Le droit de l'Union européenne s'oppose à une injonction, prise par une juridiction nationale, d'imposer à un fournisseur d'accès à internet la mise en place d'un système de filtrage afin de prévenir les téléchargements illégaux de fichiers. Tel est le sens d'un arrêt rendu par la CJUE le 24 novembre 2011 (CJUE, 24 novembre 2011, aff. C-70/10
N° Lexbase : A9797HZU). Dans son arrêt, la Cour rappelle, tout d'abord, que les titulaires de droits de propriété intellectuelle peuvent demander qu'une ordonnance soit rendue à l'encontre des intermédiaires, tels que les fournisseurs d'accès à internet, dont les services sont utilisés par les tiers pour porter atteinte à leurs droits. En effet, les modalités des injonctions relèvent du droit national.
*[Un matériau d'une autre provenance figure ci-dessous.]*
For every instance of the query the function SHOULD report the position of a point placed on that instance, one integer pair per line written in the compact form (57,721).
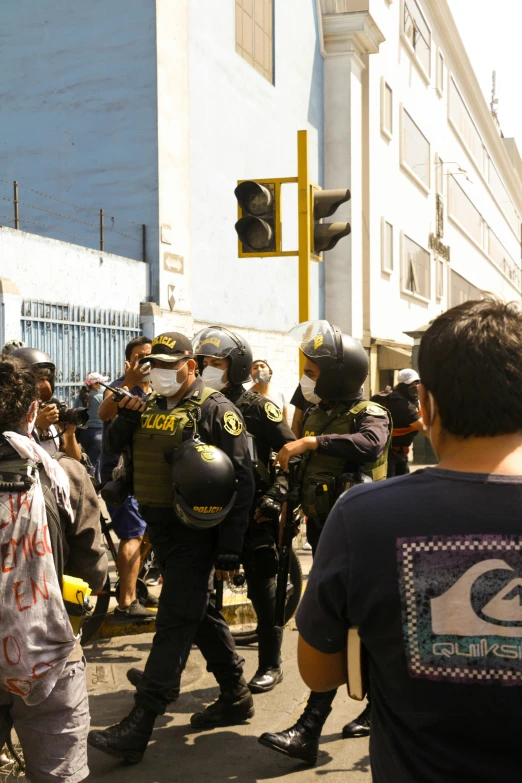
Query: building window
(440,278)
(440,73)
(416,269)
(439,176)
(254,34)
(462,209)
(415,152)
(416,31)
(460,119)
(386,109)
(387,247)
(462,290)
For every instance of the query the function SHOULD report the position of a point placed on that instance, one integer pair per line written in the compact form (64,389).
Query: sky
(491,32)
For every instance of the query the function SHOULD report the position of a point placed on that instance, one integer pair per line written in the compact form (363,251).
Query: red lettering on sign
(35,587)
(11,650)
(19,596)
(44,668)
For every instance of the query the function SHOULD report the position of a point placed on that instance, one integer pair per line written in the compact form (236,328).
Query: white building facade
(439,196)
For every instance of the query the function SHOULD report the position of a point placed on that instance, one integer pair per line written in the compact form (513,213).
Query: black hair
(470,360)
(132,344)
(17,392)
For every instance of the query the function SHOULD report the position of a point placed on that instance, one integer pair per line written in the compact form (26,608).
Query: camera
(76,416)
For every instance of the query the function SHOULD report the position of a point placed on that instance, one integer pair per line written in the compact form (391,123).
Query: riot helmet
(342,359)
(221,343)
(38,360)
(204,484)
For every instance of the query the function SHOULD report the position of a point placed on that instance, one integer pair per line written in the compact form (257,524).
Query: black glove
(227,562)
(269,507)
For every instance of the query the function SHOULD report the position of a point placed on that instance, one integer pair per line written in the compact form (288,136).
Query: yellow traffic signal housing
(325,203)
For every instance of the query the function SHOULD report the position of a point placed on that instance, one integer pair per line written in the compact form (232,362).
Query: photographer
(52,504)
(53,435)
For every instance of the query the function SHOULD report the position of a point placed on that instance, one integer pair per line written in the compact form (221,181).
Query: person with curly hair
(43,689)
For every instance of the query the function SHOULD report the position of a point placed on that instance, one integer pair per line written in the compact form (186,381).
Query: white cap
(95,377)
(408,376)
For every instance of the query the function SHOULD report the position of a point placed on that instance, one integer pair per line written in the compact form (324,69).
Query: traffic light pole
(305,209)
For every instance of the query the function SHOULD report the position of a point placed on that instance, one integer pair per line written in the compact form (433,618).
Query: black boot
(128,739)
(302,740)
(265,679)
(234,705)
(360,727)
(135,676)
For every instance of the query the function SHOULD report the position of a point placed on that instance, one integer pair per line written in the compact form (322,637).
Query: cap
(169,347)
(408,376)
(95,377)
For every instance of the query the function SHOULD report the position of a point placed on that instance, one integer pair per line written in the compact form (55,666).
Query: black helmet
(342,360)
(37,360)
(204,484)
(220,342)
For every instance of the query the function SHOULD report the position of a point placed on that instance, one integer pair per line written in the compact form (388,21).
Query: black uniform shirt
(214,430)
(436,598)
(365,444)
(403,412)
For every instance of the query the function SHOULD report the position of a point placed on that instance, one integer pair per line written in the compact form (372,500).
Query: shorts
(53,734)
(127,521)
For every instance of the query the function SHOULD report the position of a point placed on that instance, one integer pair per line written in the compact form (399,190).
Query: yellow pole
(305,215)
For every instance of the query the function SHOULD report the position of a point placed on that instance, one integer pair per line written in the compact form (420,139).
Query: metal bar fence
(79,339)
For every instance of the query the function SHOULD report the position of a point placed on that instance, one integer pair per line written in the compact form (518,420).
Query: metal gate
(79,339)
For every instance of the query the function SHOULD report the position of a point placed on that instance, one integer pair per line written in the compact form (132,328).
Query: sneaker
(135,611)
(128,739)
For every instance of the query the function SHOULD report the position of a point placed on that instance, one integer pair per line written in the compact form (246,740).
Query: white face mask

Toutefois, ces règles nationales doivent respecter les limitations découlant du droit de l'Union, telle notamment l'interdiction prévue par la Directive sur le commerce électronique (Directive 2000/31 du 8 juin 2000
N° Lexbase : L8018AUI) selon laquelle les autorités nationales ne doivent pas adopter des mesures qui obligeraient un fournisseur d'accès à internet à procéder à une surveillance générale des informations qu'il transmet sur son réseau. A cet égard, la Cour constate que l'injonction en question obligerait le FAI à procéder à une surveillance active de l'ensemble des données de tous ses clients afin de prévenir toute atteinte aux droits de propriété intellectuelle. Il s'ensuit que l'injonction imposerait une surveillance générale qui est incompatible avec la Directive sur le commerce électronique. En outre, une telle injonction ne respecterait pas les droits fondamentaux applicables. En outre, l'injonction de mettre en place un système de filtrage implique de surveiller, dans l'intérêt des titulaires de droits d'auteur, l'intégralité des communications électroniques réalisées sur le réseau du fournisseur d'accès à internet concerné, cette surveillance étant en outre illimitée dans le temps. Ainsi, une telle injonction entraînerait une atteinte caractérisée à la liberté d'entreprise du FAI puisqu'elle l'obligerait à mettre en place un système informatique complexe, coûteux, permanent et à ses seuls frais. De plus, les effets de l'injonction ne se limiteraient pas au FAI, le système de filtrage étant également susceptible de porter atteinte aux droits fondamentaux de ses clients, à savoir à leur droit à la protection des données à caractère personnel ainsi qu'à leur liberté de recevoir ou de communiquer des informations. Par conséquent, la Cour constate que, en adoptant l'injonction obligeant un FAI à mettre en place un tel système de filtrage, le juge national ne respecterait pas l'exigence d'assurer un juste équilibre entre le droit de propriété intellectuelle, d'une part, et la liberté d'entreprise, le droit à la protection des données à caractère personnel et la liberté de recevoir ou de communiquer des informations, d'autre part.